The litany of all my secret confessions to Gd passes through my lips. I am under the trees.
Oh, Gd, You know I have not been making time to learn. You know I have not been making it to minyan. You know the words in the siddur are often said by rote. Oh, Gd, You know all of my thoughts, purposeful or otherwise, inconsequential, negative, evil, or otherwise. You know all I’ve said or not said. You know all I’ve intended, all I’ve done, and all I’ve not done.
Oh, Gd, inspire me to grow.
I am immediately angry with myself. Who are you to think you deserve such attention?
A friend of Marni’s just lost her father. Ahava Emuna starts her third round of chemo. A list too long can go on and on.

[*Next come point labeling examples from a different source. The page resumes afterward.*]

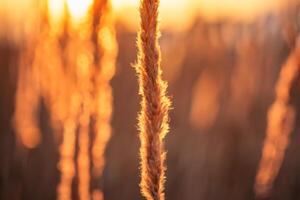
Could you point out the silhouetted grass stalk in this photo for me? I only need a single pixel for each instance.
(281, 119)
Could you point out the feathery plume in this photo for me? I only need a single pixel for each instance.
(153, 118)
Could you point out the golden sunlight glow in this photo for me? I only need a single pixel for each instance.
(79, 8)
(56, 9)
(186, 10)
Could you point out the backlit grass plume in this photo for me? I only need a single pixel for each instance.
(153, 118)
(281, 119)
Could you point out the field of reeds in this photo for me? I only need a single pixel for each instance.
(95, 105)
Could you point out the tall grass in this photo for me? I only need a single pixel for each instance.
(281, 119)
(153, 118)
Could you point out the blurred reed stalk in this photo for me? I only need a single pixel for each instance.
(105, 53)
(153, 118)
(281, 121)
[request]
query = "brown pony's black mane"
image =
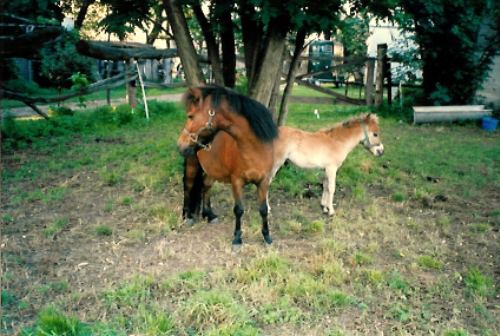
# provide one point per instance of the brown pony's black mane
(258, 116)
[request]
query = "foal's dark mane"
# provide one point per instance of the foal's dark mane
(258, 116)
(346, 123)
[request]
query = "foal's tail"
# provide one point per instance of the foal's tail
(193, 183)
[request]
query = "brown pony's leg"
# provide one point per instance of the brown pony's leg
(207, 207)
(237, 185)
(193, 181)
(262, 192)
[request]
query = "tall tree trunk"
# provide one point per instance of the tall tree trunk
(270, 68)
(292, 73)
(157, 28)
(212, 46)
(185, 47)
(224, 7)
(82, 13)
(252, 32)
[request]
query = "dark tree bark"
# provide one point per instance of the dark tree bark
(82, 13)
(157, 28)
(252, 36)
(292, 73)
(223, 9)
(270, 67)
(212, 46)
(185, 47)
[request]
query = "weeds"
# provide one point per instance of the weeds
(55, 227)
(477, 284)
(429, 262)
(388, 258)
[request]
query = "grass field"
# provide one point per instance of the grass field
(93, 243)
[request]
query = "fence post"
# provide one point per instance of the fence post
(370, 70)
(379, 83)
(131, 86)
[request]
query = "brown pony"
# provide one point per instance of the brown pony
(229, 138)
(327, 149)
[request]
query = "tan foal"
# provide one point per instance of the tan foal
(327, 149)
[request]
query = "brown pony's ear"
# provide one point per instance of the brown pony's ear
(192, 96)
(372, 117)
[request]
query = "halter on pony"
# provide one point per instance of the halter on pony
(208, 126)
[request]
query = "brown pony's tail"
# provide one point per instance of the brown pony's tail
(193, 183)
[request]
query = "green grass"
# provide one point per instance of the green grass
(478, 284)
(395, 255)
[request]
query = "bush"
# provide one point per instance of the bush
(60, 111)
(22, 86)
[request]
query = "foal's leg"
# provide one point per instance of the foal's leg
(207, 207)
(331, 173)
(324, 197)
(237, 185)
(262, 198)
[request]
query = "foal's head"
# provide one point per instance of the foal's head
(371, 134)
(200, 127)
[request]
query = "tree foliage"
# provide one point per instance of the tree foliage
(60, 60)
(457, 41)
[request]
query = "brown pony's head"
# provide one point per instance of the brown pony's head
(199, 128)
(372, 140)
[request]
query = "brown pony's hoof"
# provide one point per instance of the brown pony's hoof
(189, 221)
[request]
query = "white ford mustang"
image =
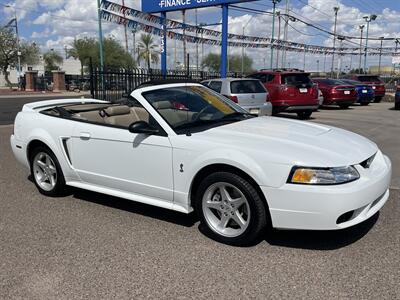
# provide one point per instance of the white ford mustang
(184, 147)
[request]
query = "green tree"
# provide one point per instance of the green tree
(9, 53)
(52, 61)
(212, 62)
(147, 50)
(83, 49)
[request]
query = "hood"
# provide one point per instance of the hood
(292, 142)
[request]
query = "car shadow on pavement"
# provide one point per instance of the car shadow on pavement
(321, 240)
(136, 207)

But how else is anything possible? I personally do not assign meaning to the happenstances of others’ lives. I simply give them love or friendship or support or private sympathy. I try to empathize and I hang my head low with theirs and then go on with my life.
But then I fall like this. Right before Pesach. The time of our redemption. The time of breaking bonds and constraints. A time fraught with the framework of having to go down before rising up.
Days pass. The wounds begin to heal, dissipate.
One day I look at my son and I ask Gd to hug him, to hold him tightly, to inspire him, to light him.
One day I look at my daughter and I cry asking Gd to hug her, to hold her, to sing to her, to hear her sing.
One day I look at my wife and I beg Gd for rest for her from her anxieties and I thank Gd for keeping us alive.
These are loud in my head.
And I say them aloud. Under the trees. For the cardinals and squirrels to hear. For the wind to carry on the clouds in the blue. I pray them aloud to Gd.
I acknowledge my weaknesses and make no false promises.
I thank Gd for the mercy – because that’s what this all must be – for the mercy of letting be. And for sometimes pushing me.
Anything can happen at any time. If I’m going to try and give meaning to everything I do, I also need to give meaning to everything that happens.
When I fell, something clicked. Something ancient. Something new, too. The embracing of the choice to see things that happen as meaningful, as a reality transcending the ordinary, the coincidence, the happenstance.
More real than the shock and disbelief, the fall opened my eyes and my mind and my heart anew. I will never know why. The pain, though, the pain makes me feel so alive with inquisition.
I wondered. About the precariousness of life. About being vulnerable. About the possibility that this fall could have been worse. About how if a person had done this to me, I would be coming after him. So why accept it from Gd?
No one knows me better than me. And Gd. Did I need to fall for myself, or for my children to have seen me? Is that not cruel? Gd, Dude, can You tone it down?
Meanwhile, barrel bombs destroy lives in Syria, terrorists threaten in Jerusalem, malaria spreads in Africa and Asia, and so on. And so on. How can I think of myself in these times? I made it. Move on.
I wonder at it all.
And the wondering gives me strength that, yes, no matter how separate and low I feel in my connection to the omnipotence of Gd due only to my own negligence and misdeeds, I am connected nonetheless. Through thought. Through speech and prayer. And, I”YH, through action.
Ultimately, everything is balanced precariously on our own perception.
Nothing is real. Everything is real.
No one knows why I fell. But the hard, cool tile on my throbbing face was real. The wounds real. The meaning I choose to give it real.